When I switched into data engineering, I was surprised at how few unit tests existed on our ETL pipeline. The tests that we did have were large, took more than a minute to run, and only tested the happy path. Because the tests took so long to run, it wasn’t worth it to test edge cases, and bugs that had been found before weren’t recorded in the tests, so they were easy to repeat.

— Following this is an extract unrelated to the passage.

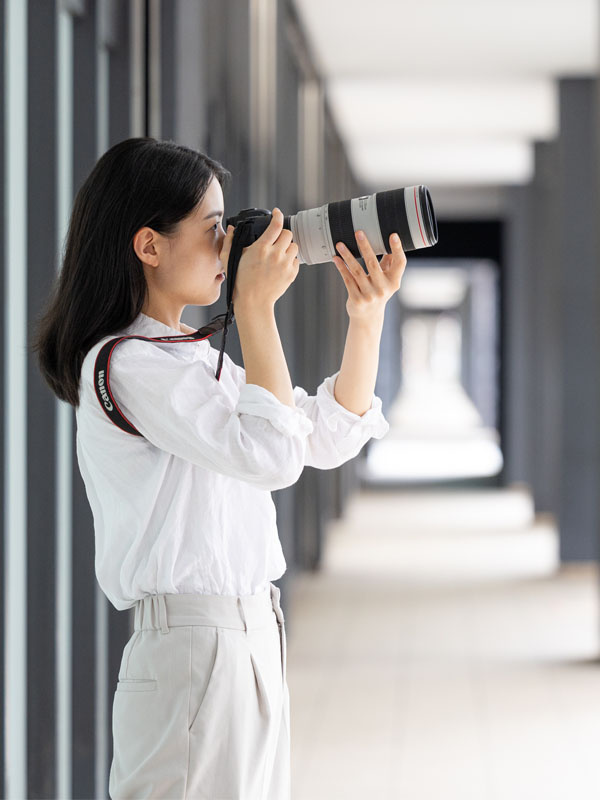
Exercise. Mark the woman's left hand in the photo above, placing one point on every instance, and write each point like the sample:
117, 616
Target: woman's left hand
368, 294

There were good reasons for this. Duplicate coverage in much of application engineering is cheap, usually costing only a few milliseconds per test. In contrast, creating tests that run quickly for spark and big data comes with a unique set of real challenges that drastically increases the run time of tests if they cover more than necessary.
When thinking about how much code to cover with their tests, application engineers will often use the testing pyramid. It’s great, in theory, but when it comes down to it, it doesn’t provide any practical advice on how to determine what code you need to run in order to ensure you’re only testing what’s necessary.
This talk is a story, with code samples in Python, about how I started using a heuristic to ensure my tests weren’t running more code than was needed in order to prove that the feature I was building worked. Using it, I was able to efficiently build in coverage for edge cases and unexpected bugs by reducing duplicate coverage. Others may find it useful too.